Jerome looked at me, and for a second I saw that he felt I had betrayed him. Then his eyes went soft again, he turned his head away from me, swaying slightly until two police officers escorted him to one of the cars.
My daughter walked up, visibly upset, tears in her eyes. We both felt helpless and sad even though we both knew we had each done what we could for this young man, what seemed like the right thing to do–what nobody else was willing to do. Still, it felt like it made no difference.
I went back home to my Mother’s Day flowers and my by-then cold lobster dinner. Though it had been a long time since I ate my favorite seafood, I was unable to fully enjoy eating it, as I could not stop thinking about Jerome, the polite young man, who had lost his mamma at 13 and still felt the pain of her loss so greatly that he tried to quell it with Thunderbird. A young man who had gone to prison and was released with no place to go and nobody to go to, in an economy where jobs are scarce, into a world where it seemed nobody cared.
My friend Sonya later told me that, “it may be a turning point in his life because someone cared enough to become involved.” She went on, “Sometimes we can’t save someone from themselves, but if our intervention gets them thru another day, the next may be the one that holds the change for them. We may never know for sure what happens, but we can take comfort in the fact that we reached out in compassion, empathy and love for a fellow human being, and that matters.”
As I expressed my feelings about this experience, Sonya suggested that I could “be comforted that you reached out…and set an example not only for Jerome, but for all who were witness to the situation.” I hope so.

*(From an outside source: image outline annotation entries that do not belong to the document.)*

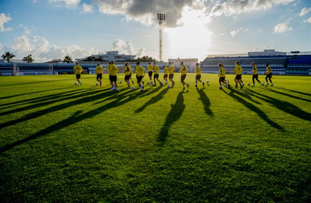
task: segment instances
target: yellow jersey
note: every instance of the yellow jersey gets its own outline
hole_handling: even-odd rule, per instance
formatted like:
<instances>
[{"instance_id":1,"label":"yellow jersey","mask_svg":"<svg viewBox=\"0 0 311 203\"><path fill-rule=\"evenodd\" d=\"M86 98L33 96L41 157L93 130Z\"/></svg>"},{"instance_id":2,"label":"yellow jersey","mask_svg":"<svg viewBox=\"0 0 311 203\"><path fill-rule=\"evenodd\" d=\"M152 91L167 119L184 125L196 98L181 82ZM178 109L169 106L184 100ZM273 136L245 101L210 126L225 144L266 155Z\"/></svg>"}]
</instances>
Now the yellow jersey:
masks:
<instances>
[{"instance_id":1,"label":"yellow jersey","mask_svg":"<svg viewBox=\"0 0 311 203\"><path fill-rule=\"evenodd\" d=\"M135 67L135 71L137 74L137 76L144 76L144 69L141 65L137 65Z\"/></svg>"},{"instance_id":2,"label":"yellow jersey","mask_svg":"<svg viewBox=\"0 0 311 203\"><path fill-rule=\"evenodd\" d=\"M97 66L95 70L96 71L96 74L101 74L104 72L104 69L100 65Z\"/></svg>"},{"instance_id":3,"label":"yellow jersey","mask_svg":"<svg viewBox=\"0 0 311 203\"><path fill-rule=\"evenodd\" d=\"M226 76L226 69L223 67L219 68L219 77L224 77Z\"/></svg>"},{"instance_id":4,"label":"yellow jersey","mask_svg":"<svg viewBox=\"0 0 311 203\"><path fill-rule=\"evenodd\" d=\"M150 72L152 71L152 69L153 69L153 66L152 65L148 65L146 67L146 69L148 70L148 71Z\"/></svg>"},{"instance_id":5,"label":"yellow jersey","mask_svg":"<svg viewBox=\"0 0 311 203\"><path fill-rule=\"evenodd\" d=\"M132 72L132 70L133 69L129 65L127 65L126 66L124 67L124 75L130 75L130 73Z\"/></svg>"},{"instance_id":6,"label":"yellow jersey","mask_svg":"<svg viewBox=\"0 0 311 203\"><path fill-rule=\"evenodd\" d=\"M196 71L196 73L197 73L197 75L201 75L201 67L200 66L198 66L195 69Z\"/></svg>"},{"instance_id":7,"label":"yellow jersey","mask_svg":"<svg viewBox=\"0 0 311 203\"><path fill-rule=\"evenodd\" d=\"M107 66L107 68L106 68L106 70L107 70L107 72L108 72L108 75L110 75L110 73L109 72L109 68L110 68L110 65L108 65Z\"/></svg>"},{"instance_id":8,"label":"yellow jersey","mask_svg":"<svg viewBox=\"0 0 311 203\"><path fill-rule=\"evenodd\" d=\"M187 67L186 67L185 65L181 65L181 72L182 73L182 75L186 75L187 72L188 70Z\"/></svg>"},{"instance_id":9,"label":"yellow jersey","mask_svg":"<svg viewBox=\"0 0 311 203\"><path fill-rule=\"evenodd\" d=\"M267 73L269 74L272 72L272 69L271 69L271 67L270 66L267 66Z\"/></svg>"},{"instance_id":10,"label":"yellow jersey","mask_svg":"<svg viewBox=\"0 0 311 203\"><path fill-rule=\"evenodd\" d=\"M158 65L156 65L153 67L153 70L154 70L154 74L159 74L159 71L160 70L160 68L159 67Z\"/></svg>"},{"instance_id":11,"label":"yellow jersey","mask_svg":"<svg viewBox=\"0 0 311 203\"><path fill-rule=\"evenodd\" d=\"M168 68L167 67L165 66L164 67L164 74L165 75L167 75L168 74L169 74L169 68Z\"/></svg>"},{"instance_id":12,"label":"yellow jersey","mask_svg":"<svg viewBox=\"0 0 311 203\"><path fill-rule=\"evenodd\" d=\"M76 65L73 67L73 71L76 75L77 75L78 74L81 74L81 73L83 71L83 69L81 66Z\"/></svg>"},{"instance_id":13,"label":"yellow jersey","mask_svg":"<svg viewBox=\"0 0 311 203\"><path fill-rule=\"evenodd\" d=\"M172 65L169 65L169 73L174 74L174 70L175 70L175 68L174 68L174 66Z\"/></svg>"},{"instance_id":14,"label":"yellow jersey","mask_svg":"<svg viewBox=\"0 0 311 203\"><path fill-rule=\"evenodd\" d=\"M234 70L233 70L233 72L235 72L236 75L242 74L242 71L243 71L243 68L242 68L242 67L239 65L236 65L234 67Z\"/></svg>"},{"instance_id":15,"label":"yellow jersey","mask_svg":"<svg viewBox=\"0 0 311 203\"><path fill-rule=\"evenodd\" d=\"M116 76L116 74L119 72L119 69L116 65L111 64L110 65L109 73L111 76Z\"/></svg>"},{"instance_id":16,"label":"yellow jersey","mask_svg":"<svg viewBox=\"0 0 311 203\"><path fill-rule=\"evenodd\" d=\"M258 74L258 72L257 72L257 66L255 65L253 66L252 71L253 71L253 75L257 75Z\"/></svg>"}]
</instances>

Mostly, I hope that Jerome at least had felt, for a while, a sense of being cared about, as any human being deserves. As drunk and disoriented as Jerome was, he probably won’t remember me, but I will not forget him.
PS- About a week later I encountered the gentleman who owns the house where the group of young people were hanging out. We chatted about the Mother’s Day events, and he told me that his grandkids were ready to beat up Jerome, even though he had told them to leave the young man alone. He is sure the young man would have been attacked, had I not been there with him.